Obsidian with Plugins
- What it does differently: Obsidian is local-first markdown knowledge management. With plugins, you can clip web content and add AI search, but it’s more DIY.
- Pricing: The core app is free; plugin costs vary (some are paid, some are subscription, some are one-time).
- Choose this if... you want total control and don’t mind setting up your system.
- Stick with ScrollWise AI if... you want automated capture with less configuration.
Raindrop.io with AI Search
- What it does differently: Raindrop.io is primarily a bookmark manager with AI-enhanced search. It’s usually more manual than ScrollWise’s automatic capture.
- Pricing: Free tier available, with premium plans around $3/month depending on the plan.
- Choose this if... you want a clean bookmark workflow and don’t mind saving manually.
- Stick with ScrollWise AI if... you want contextual, automatic capture and semantic search across multiple source types.
Bottom Line: Should You Try ScrollWise AI?
After testing it, I’d rate ScrollWise AI a 7/10. It’s genuinely useful if your main goal is to turn browsing into a searchable archive without spending your life copying links and rewriting notes.
What it does well: automatic capture is convenient, semantic search can feel natural for simple queries, and the Q&A attempts to ground answers in saved sources.
What holds it back: capture can miss items (especially around Twitter threads and embedded media), indexing isn’t always instant, and answer quality isn’t consistently deep or perfectly grounded.

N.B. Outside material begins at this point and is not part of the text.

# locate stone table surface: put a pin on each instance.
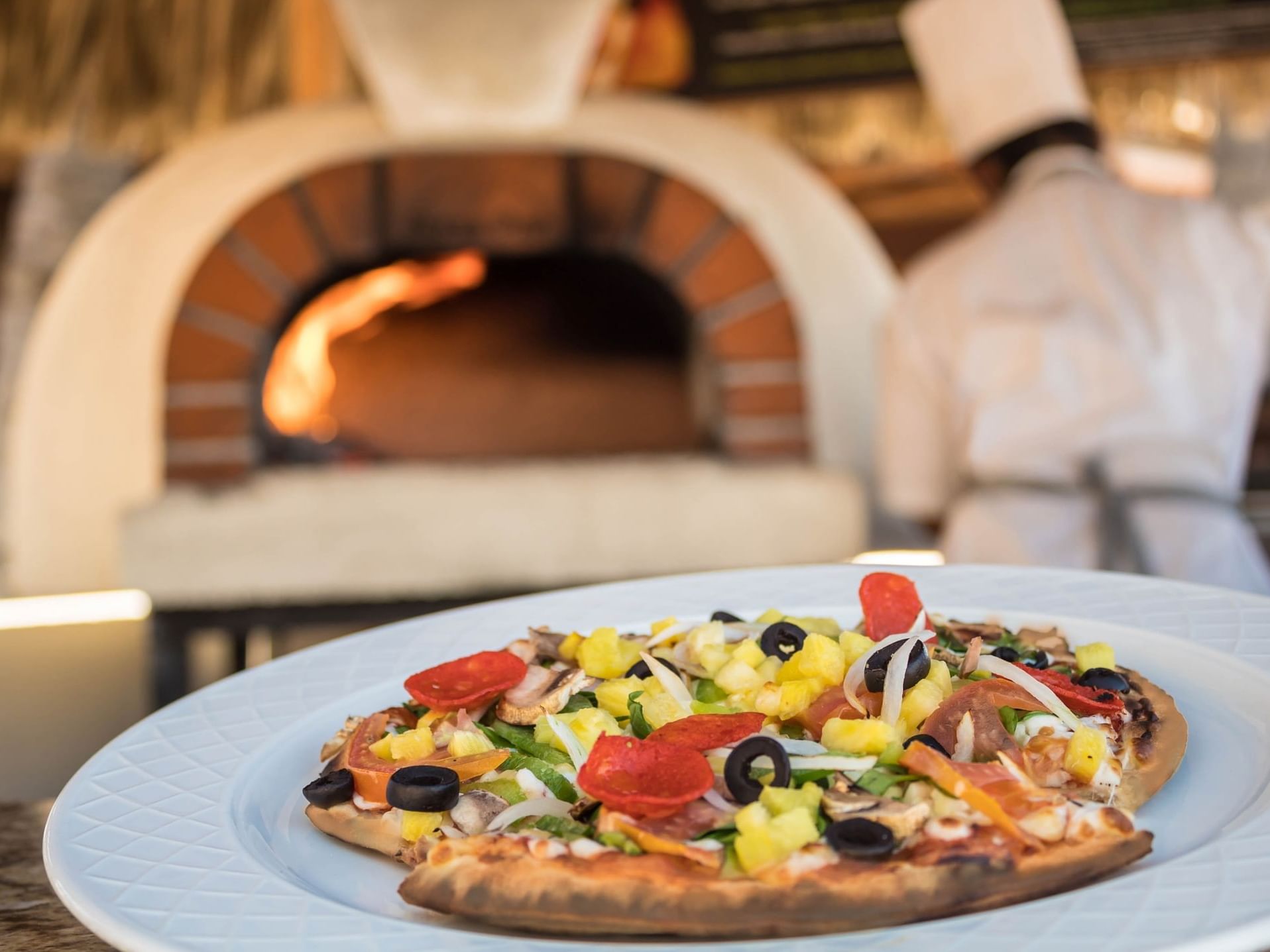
(32, 918)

Who should definitely try it: students, researchers, and professionals who constantly collect sources (articles, tweets, Reddit posts, YouTube transcripts) and want a faster way to search them later.

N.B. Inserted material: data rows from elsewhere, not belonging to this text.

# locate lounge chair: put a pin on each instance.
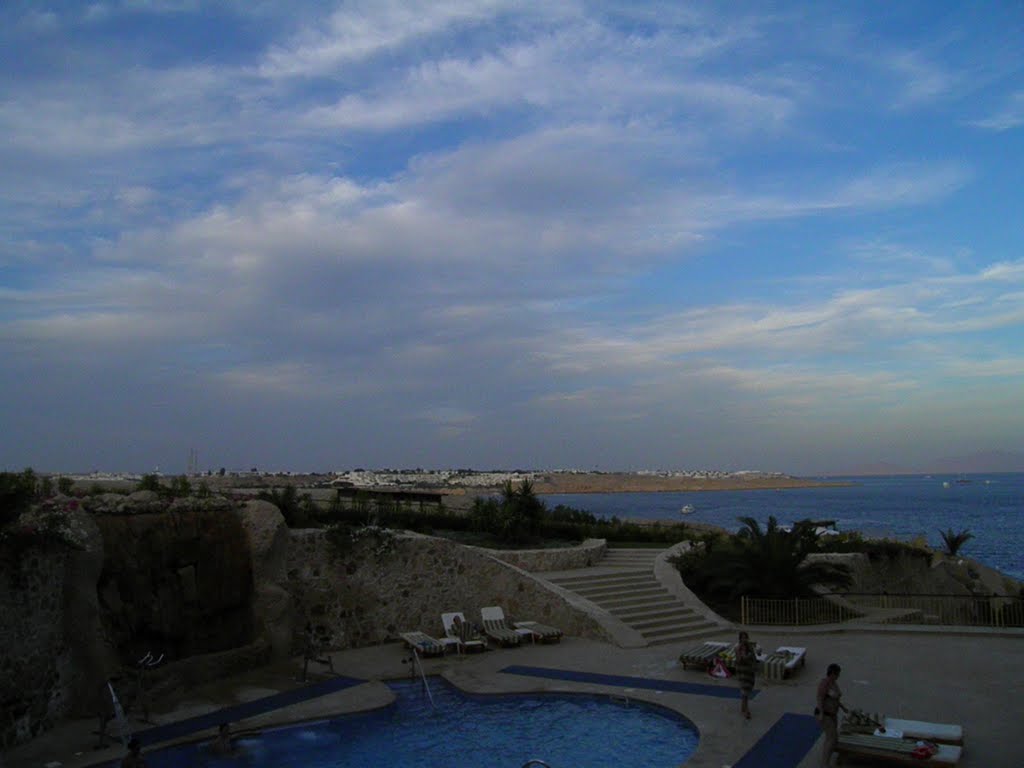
(497, 629)
(782, 662)
(899, 751)
(534, 631)
(423, 643)
(702, 655)
(464, 635)
(860, 722)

Who should skip it: if you need mobile-first capture, cross-device syncing outside the browser extension, or you require near-perfect capture completeness for threads and embedded video/transcript content.
If you’re curious, the free tier is worth trying—just keep an eye on the 50 AI queries/month cap. If you end up leaning on Q&A heavily, Pro at $9/month is an easy upgrade.

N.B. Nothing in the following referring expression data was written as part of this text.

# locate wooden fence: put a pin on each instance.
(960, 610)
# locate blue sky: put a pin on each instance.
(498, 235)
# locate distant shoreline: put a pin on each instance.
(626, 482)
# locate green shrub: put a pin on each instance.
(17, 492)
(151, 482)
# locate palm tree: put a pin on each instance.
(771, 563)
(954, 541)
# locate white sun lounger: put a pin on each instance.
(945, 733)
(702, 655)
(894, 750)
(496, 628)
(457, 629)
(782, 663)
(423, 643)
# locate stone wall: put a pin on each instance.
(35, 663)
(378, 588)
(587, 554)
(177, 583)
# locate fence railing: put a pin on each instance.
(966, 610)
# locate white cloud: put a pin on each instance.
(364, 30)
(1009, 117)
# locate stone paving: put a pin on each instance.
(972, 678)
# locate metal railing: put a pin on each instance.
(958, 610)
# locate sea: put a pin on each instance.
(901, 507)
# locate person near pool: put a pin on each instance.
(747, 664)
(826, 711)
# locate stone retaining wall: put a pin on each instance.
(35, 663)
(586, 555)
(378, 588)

For me, the value comes down to one question: does it reduce the time I spend hunting for sources? Most of the time, yes. But it’s not a replacement for careful research habits, and it’s not a full knowledge management system.
Common Questions About ScrollWise AI
- Is ScrollWise AI worth the money? If you frequently ask questions about your saved content, Pro’s unlimited AI queries can be worth it. If you only want light searching, the free tier may be enough to test fit.
- Is there a free version? Yes. Free includes 50 AI queries per month and supports capturing/saving content into topics.
- How does it compare to Mem.ai? Mem.ai is more focused on building a connected knowledge network. ScrollWise AI is more about capturing online sources automatically and searching them later.
- Can I use it on mobile? I didn’t see a mobile app in the experience I tested. It’s primarily a browser extension, so mobile support isn’t the core strength.
- Is my data secure? The product emphasizes privacy (including encryption language) and GDPR compliance, but I couldn’t fully verify every backend detail like retention timing or subprocessors from the public pages I checked.
- Can I get a refund? I didn’t see a clearly published refund policy in the materials I reviewed. Check their support or terms for the exact policy.